There are others who say that there’s no such thing as a house that’s too small just a family with too much stuff and while I wouldn’t agree with that wholeheartedly there’s certainly an element of truth. So how do you get the storage right?
First up, own your foibles. Are you a declutterer safe in the knowledge that their house contains only what they need or a hoarder? I’m a hoarder. No getting away from that. I have nearly all of my old newspaper cuttings curled and yellowing in a box. I did have my history A level banda sheets (remember those? ) until The Mad Husband intervened (while still vociferously denying all knowledge of their disappearance and accusing me of secretly disposing of a favourite cardigan of his, something I strongly deny). And while I have recycled and passed onto charity many of the boys’ old clothes there are some jumpers and drawings that are too filled with memories to dispose of.
That said we could all declutter more than we do. So that’s the first job. And I really do intend to go through those three cupboards just as soon as …. well maybe after I’ve had another cup of coffee, glass of wine, washed my hair, stared into the middle distance for a little while longer.
Once you have done that and we all also know that we are going to feel so much better for doing so, you need to sort what is left. There is the deep archive stuff which you don’t want to get rid of but you don’t need to see it either. Put that in vacuum storage bags or folders and pack away in attic or cupboard under the stairs. It doesn’t need to be visible so its storage can be practical rather than pretty.
You want to be left with two piles. The stuff you need to see and the stuff you don’t. The latter needs to go behind closed doors whether it’s kitchen cupboards, wardrobes or storage boxes. This is where built-in storage comes into its own. Yes it’s expensive but you get so much more for your money than with freestanding – at least 30 per cent and some (mostly wardrobe manufacturers) claim that it’s even more than that.
That’s because you can take it up to the ceiling and create storage in awkward spaces that would otherwise be left empty. This is why I always say you should take kitchen cupboards to the top – it looks much less messy than having a dusty collection of hard to reach stuff on the top between the cupboard and the ceiling. It’s not less hard to reach but this is for the stuff that you don’t need very often.

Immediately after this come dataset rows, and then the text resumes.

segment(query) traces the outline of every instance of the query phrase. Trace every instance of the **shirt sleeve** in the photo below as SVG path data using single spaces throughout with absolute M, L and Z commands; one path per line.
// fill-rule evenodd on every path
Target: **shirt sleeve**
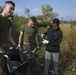
M 21 27 L 21 31 L 22 31 L 22 32 L 25 31 L 25 25 L 23 25 L 23 26 Z
M 35 26 L 35 34 L 37 34 L 37 33 L 38 33 L 38 27 Z

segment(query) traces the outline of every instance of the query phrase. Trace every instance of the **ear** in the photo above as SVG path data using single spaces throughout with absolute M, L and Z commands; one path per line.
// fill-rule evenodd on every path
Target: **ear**
M 6 4 L 4 5 L 4 9 L 6 8 Z

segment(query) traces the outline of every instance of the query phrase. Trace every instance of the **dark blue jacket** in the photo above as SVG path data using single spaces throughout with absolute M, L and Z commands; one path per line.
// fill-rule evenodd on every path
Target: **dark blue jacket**
M 53 30 L 53 28 L 50 27 L 44 34 L 47 36 L 47 40 L 49 41 L 49 43 L 46 45 L 46 50 L 53 53 L 59 52 L 60 42 L 63 37 L 61 29 L 58 27 L 57 29 Z

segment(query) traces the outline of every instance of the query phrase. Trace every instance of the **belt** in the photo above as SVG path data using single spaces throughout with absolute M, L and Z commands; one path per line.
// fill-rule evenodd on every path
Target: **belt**
M 31 44 L 31 43 L 29 43 L 29 42 L 23 42 L 23 44 L 24 44 L 24 45 L 29 45 L 29 44 Z
M 29 45 L 29 44 L 35 44 L 34 42 L 33 43 L 29 43 L 29 42 L 23 42 L 24 45 Z

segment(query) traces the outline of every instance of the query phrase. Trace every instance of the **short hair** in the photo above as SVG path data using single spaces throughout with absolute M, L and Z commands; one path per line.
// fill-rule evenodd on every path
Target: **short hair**
M 15 7 L 15 3 L 13 1 L 6 1 L 5 4 L 12 4 Z
M 36 23 L 36 17 L 35 17 L 35 16 L 30 17 L 30 19 L 31 19 L 34 23 Z
M 55 19 L 53 20 L 53 23 L 59 25 L 59 24 L 60 24 L 60 21 L 59 21 L 59 19 L 55 18 Z

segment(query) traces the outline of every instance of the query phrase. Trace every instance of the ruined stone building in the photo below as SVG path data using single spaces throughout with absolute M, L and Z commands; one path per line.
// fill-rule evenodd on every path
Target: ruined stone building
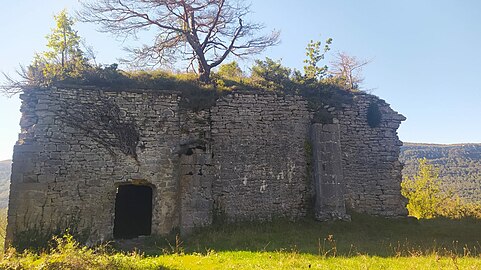
M 27 90 L 7 242 L 71 228 L 99 242 L 234 222 L 406 215 L 404 116 L 365 93 L 323 105 L 232 92 L 204 108 L 174 91 Z

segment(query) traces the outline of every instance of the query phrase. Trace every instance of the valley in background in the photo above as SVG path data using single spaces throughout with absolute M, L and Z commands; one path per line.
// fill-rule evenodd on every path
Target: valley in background
M 0 161 L 0 209 L 8 206 L 8 193 L 10 190 L 11 160 Z
M 426 158 L 439 172 L 442 185 L 468 202 L 481 202 L 481 144 L 404 143 L 399 159 L 403 177 L 412 177 Z

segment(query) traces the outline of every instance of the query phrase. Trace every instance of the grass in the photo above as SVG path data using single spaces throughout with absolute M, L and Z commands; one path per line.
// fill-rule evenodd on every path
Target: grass
M 82 248 L 64 236 L 41 254 L 9 250 L 0 269 L 481 269 L 480 242 L 481 220 L 354 214 L 352 222 L 276 220 L 149 237 L 134 252 Z
M 27 255 L 20 260 L 3 259 L 2 269 L 479 269 L 476 258 L 423 257 L 323 258 L 295 252 L 211 252 L 209 254 L 162 255 Z
M 297 222 L 277 220 L 266 223 L 238 223 L 214 226 L 194 232 L 184 241 L 151 238 L 142 251 L 205 253 L 215 251 L 295 251 L 329 256 L 371 255 L 400 257 L 412 255 L 481 254 L 481 220 L 446 218 L 416 220 L 387 219 L 354 214 L 351 222 Z M 175 244 L 177 242 L 177 244 Z
M 474 258 L 382 258 L 356 256 L 322 258 L 283 252 L 221 252 L 209 255 L 171 255 L 147 259 L 170 269 L 479 269 Z M 152 268 L 153 269 L 153 268 Z

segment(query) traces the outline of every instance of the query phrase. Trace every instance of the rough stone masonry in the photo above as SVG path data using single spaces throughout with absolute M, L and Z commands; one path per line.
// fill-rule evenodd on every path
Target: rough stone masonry
M 118 191 L 132 186 L 151 190 L 157 235 L 218 221 L 348 219 L 346 209 L 407 213 L 396 132 L 405 118 L 369 94 L 325 105 L 329 124 L 303 97 L 271 92 L 233 92 L 195 111 L 173 91 L 50 88 L 21 99 L 7 244 L 66 228 L 90 243 L 113 239 Z

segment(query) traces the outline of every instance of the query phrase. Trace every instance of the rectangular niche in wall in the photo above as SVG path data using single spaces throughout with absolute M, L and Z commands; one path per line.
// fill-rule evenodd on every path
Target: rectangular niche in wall
M 114 238 L 150 235 L 151 227 L 152 187 L 120 185 L 115 198 Z

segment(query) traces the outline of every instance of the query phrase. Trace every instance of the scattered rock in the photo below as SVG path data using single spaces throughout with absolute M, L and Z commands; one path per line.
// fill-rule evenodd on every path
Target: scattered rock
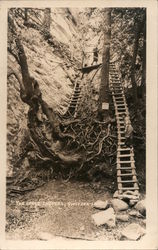
M 113 198 L 118 198 L 119 197 L 119 193 L 118 193 L 118 190 L 115 191 L 115 193 L 113 194 Z
M 46 232 L 39 232 L 37 238 L 39 240 L 51 240 L 53 238 L 53 235 Z
M 146 216 L 145 200 L 139 201 L 136 204 L 135 209 L 138 210 L 143 216 Z
M 129 201 L 129 205 L 130 205 L 130 207 L 133 207 L 135 204 L 137 204 L 137 202 L 138 202 L 138 199 L 133 199 L 133 200 L 130 200 Z
M 126 221 L 129 221 L 129 216 L 128 214 L 118 214 L 116 215 L 116 219 L 126 222 Z
M 93 214 L 92 219 L 97 226 L 107 225 L 108 227 L 115 227 L 115 214 L 112 207 L 105 211 Z
M 141 236 L 145 234 L 144 228 L 136 223 L 128 225 L 122 232 L 122 237 L 127 240 L 138 240 Z
M 128 209 L 128 204 L 122 200 L 119 200 L 119 199 L 112 199 L 111 204 L 116 212 Z
M 142 214 L 140 214 L 138 211 L 136 210 L 132 210 L 129 212 L 129 215 L 131 216 L 135 216 L 135 217 L 138 217 L 138 218 L 143 218 Z
M 106 209 L 108 206 L 108 201 L 98 200 L 94 203 L 93 207 L 97 209 Z

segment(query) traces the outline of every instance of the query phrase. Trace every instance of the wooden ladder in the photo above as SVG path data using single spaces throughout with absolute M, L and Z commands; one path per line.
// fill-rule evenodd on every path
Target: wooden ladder
M 132 191 L 134 195 L 139 195 L 139 186 L 134 161 L 134 149 L 125 145 L 125 124 L 124 114 L 129 118 L 129 111 L 124 95 L 124 88 L 119 79 L 114 63 L 109 67 L 109 87 L 112 93 L 115 116 L 117 120 L 117 184 L 118 193 L 121 195 L 126 191 Z
M 80 98 L 81 98 L 81 87 L 80 87 L 80 82 L 78 81 L 75 84 L 74 91 L 70 99 L 68 109 L 66 113 L 64 114 L 65 117 L 70 117 L 70 116 L 75 117 Z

And talking of kitchen cupboards when was the last time you adjusted the shelves inside to make sure you were using all the space? Or bought one of those shelf risers to sit inside a large cupboard to create more space?
If you are having built-in storage then consider sliding doors where possible as you can still open them even when there is a chair in front. Push close doors that don’t need handles will also create a more streamlined look as will flat fronts. Work out what you are storing on shelves to make sure you don’t take up precious space by making them too wide: most magazines come in at 22cm or less so 25cm is more than adequate and if it’s paperbacks only you can reduce to 20cm.

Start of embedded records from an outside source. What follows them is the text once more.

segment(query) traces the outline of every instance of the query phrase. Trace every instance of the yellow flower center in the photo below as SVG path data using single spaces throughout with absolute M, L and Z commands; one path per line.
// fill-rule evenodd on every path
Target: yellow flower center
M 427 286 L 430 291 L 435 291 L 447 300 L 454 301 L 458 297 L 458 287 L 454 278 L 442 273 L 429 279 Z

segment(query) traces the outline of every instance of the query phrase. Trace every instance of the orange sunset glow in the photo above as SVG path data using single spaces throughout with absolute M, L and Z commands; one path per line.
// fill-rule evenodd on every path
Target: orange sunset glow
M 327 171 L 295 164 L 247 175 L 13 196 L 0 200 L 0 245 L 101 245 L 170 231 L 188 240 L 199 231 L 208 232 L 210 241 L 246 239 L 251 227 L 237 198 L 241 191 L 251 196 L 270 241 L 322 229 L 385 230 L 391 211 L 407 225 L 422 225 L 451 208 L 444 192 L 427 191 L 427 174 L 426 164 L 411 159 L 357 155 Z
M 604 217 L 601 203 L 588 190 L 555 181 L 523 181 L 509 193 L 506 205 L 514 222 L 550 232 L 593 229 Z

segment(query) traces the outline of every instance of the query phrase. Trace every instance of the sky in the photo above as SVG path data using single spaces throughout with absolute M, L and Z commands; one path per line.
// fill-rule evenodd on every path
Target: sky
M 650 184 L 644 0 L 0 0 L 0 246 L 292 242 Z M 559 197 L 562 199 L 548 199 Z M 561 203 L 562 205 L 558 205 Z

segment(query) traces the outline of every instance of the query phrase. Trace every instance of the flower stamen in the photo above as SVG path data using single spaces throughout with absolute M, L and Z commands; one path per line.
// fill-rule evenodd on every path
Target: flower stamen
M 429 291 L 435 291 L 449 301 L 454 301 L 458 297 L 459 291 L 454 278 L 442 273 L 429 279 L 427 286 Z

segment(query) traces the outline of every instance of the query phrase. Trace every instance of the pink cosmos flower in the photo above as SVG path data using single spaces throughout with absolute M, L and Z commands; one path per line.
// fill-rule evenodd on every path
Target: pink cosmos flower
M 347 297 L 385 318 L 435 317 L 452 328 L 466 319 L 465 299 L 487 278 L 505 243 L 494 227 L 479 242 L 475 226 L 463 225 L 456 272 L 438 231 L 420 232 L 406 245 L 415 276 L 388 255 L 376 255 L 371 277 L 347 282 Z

Sometimes a mix of closed cupboards and open shelves is the best option which is why this is a traditional look in alcoves – keep the board games behind doors and put the pretty books and objects on show.
If built-in storage isn’t an option – for budget or rental reasons then it’s about shopping for a piece of furniture that will fit the space available, look good and do its job. And, in some cases, this won’t feel much cheaper than building in but, of course, it can move if you do.
Points To Consider When Buying Storage:
Tall and thin takes up less floor space than short and wide – yes I know that’s obvious but in a room with a large low bed/sofa/bath something that adds height can be a good decorative choice. You can always put two or three next to each other.
Reeded glass may be currently fashionable but it also masks what’s inside while giving the appearance of lightness so your cupboard won’t dominate the room.
While vintage is great, check inside wardrobes as they often have a series of hooks not rails and might be too narrow for a modern hanger. That said if you add shelves they make attractive kitchen storage.
Consider also replacing wooden doors with glass.
Wooden furniture fits everywhere but you can also paint it to co-ordinate with different rooms as well as wallpapering the inside.
Think laterally: the shelf above is styled as a bedside table but it would work well by a desk in a bedroom or shared living space to tuck a laptop out of side or even rest a phone while charging.